Kondisi arah angin juga tidak memungkinkan adanya asap lintas batas dari Indonesia karena sejak 5 September hingga 9 September arah angin di wilayah perbatasan Riau dengan Semenanjung Malaysia cenderung bergerak dari arah tenggara ke barat laut dengan kecepatan 5–10 knot sehingga kabut asap dari karhutla di Indonesia (Riau) tidak akan mencapai wilayah Malaysia dan Singapura.

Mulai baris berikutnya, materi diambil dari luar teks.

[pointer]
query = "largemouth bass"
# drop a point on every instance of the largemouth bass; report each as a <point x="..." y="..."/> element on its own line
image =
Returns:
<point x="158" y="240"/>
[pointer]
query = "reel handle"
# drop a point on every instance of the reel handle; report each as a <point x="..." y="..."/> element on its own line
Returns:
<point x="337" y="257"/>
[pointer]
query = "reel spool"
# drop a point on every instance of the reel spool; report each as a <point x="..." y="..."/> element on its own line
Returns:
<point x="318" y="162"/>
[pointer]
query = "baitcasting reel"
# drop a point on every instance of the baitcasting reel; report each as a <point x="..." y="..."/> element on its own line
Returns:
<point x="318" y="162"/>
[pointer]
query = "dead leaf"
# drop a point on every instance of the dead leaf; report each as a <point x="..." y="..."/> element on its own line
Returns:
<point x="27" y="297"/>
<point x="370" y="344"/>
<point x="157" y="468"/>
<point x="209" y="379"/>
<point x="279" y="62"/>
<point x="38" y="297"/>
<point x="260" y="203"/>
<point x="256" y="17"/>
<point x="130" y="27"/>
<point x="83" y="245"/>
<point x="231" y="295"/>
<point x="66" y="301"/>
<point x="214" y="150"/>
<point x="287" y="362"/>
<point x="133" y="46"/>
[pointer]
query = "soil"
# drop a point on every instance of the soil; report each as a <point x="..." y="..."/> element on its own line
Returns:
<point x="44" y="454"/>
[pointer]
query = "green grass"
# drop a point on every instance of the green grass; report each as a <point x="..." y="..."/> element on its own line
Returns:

"Asap di Sumatera (Riau) tidak terdeteksi melintasi Selat Malaka karena terhalang oleh angin kencang dan dominan di Selat Malaka yang bergerak dari arah tenggara ke barat laut," tutur Dwi.

2. Karhutla di Indonesia merupakan fluktuasi tahunan

KLHK dan BMKG Pastikan Asap Karhutla di Negara ASEAN Ini Tak Menyebar  IDN Times/KLHK

Sementara itu, untuk hotspot di wilayah Serawak dan Kalimantan Barat, Dwi menjelaskan bahwa berdasarkan analisis dari citra satelit Himawari dan analisis Geohotspot BMKG, terdeteksi terjadi lonjakan titik panas di Serawak dan Kalimantan Barat pada 4 September 2019. Namun demikian, meski sempat terjadi penurunan pada 8 September 2019 di Serawak, titik panas meningkat kembali pada September 2019.

Adapun di Kalimantan Barat, penurunan titik panas terjadi pada 8 September 2019 ke 9 September 2019. Artinya jika muncul asap di wilayah Serawak, itu disebabkan lokal hotspot di wilayah Serawak yang ternyata jumlahnya juga meningkat terus beberapa hari terakhir.

Untuk asap yang berasal dari hotspot di Serawak, Semenanjung Malaysia dan Kalimantan Barat ini diperkirakan terakumulasi di perairan Laut Cina Selatan karena ada dorongan angin dari arah tenggara ke barat laut. Data dan fakta tersebut makin menjelaskan bahwa tidak terjadi asap lintas batas (transbondary haze) yang berasal dari karhutla di Indonesia.

Terkait hal tersebut, Dirjen Pengendalian Perubahan Iklim (PPI) KLHK Ruandha Agung Sugardiman juga menjelaskan bahwa karhutla di Indonesia pada 2019 masih normal.

"Apa yg terjadi di kita ini merupakan fluktuasi tahunan yang biasa terjadi di Indonesia, ini masih di bawah dari Business As Usual (BAU) yang biasa terjadi di Indonesia. Hal ini karena pemerintah Indonesia telah mengubah paradigma dari pemadaman menjadi pencegahan," ujar Ruandha.

3. Kondisi hotspot cukup tinggi pada Oktober hingga pertengahan November 2019 menandakan pengaruh musim kemarau lebih panjang

KLHK dan BMKG Pastikan Asap Karhutla di Negara ASEAN Ini Tak Menyebar  IDN Times/KLHK

Data KLHK sampai 31 Agustus 2019 menunjukkan luas areal lahan dan hutan yang terbakar seluas 328 ribu ha yang berarti 35 persen lebih rendah dari luas areal terbakar pada 2018 yang mencapai 510 ha. Luas areal terbakar 2019 itu terbagi di lahan gambut seluas 89 ribu dan di lahan tanah mineral seluas 239 ribu ha. Data tersebut mengonfirmasi bahwa perlindungan areal gambut di Indonesia lebih baik karena luas areal terbakar tidak didominasi pada areal gambut yang sulit dipadamkan, tetapi di tanah-tanah mineral yang relatif lebih mudah dipadamkan.

BMKG menambahkan, kemudian untuk dua bulan ke depan jika Oktober hingga pertengahan November kondisi hotspot cukup tinggi, hal ini karena pengaruh musim kemarau yang lebih panjang. Namun demikian, BMKG bersama BNPB siap menciptakan hujan buatan karena bibit-bibit awan mulai ada. Di Riau dan Palembang, penciptaan hujan buatan sudah dilakukan. Adapun Kalimantan Barat menunggu terbentuknya bibit awan guna penyemaian garam untuk hujan buatan.

Kegiatan modifikasi cuaca (TMC) dengan penciptaan hujan buatan hingga 6 September 2019 dilakukan 207 kali dengan jumlah garam yang ditaburkan mencapai 160.816 kg.

Adapun untuk penegakan hukum, KLHK bekerja sama dengan kepolisian RI  berupaya menegakkan hukum kepada perusahaan yang diduga lalai dalam menjaga arealnya dari kebakaran. Ada total 18 perusahaan yang disegel arealnya. Rinciannya, di Kalimantan Barat 10 perusahaan, Jambi 1 perusahaan, Riau 3 perusahaan, dan di Kalimantan Tengah 4 perusahaan.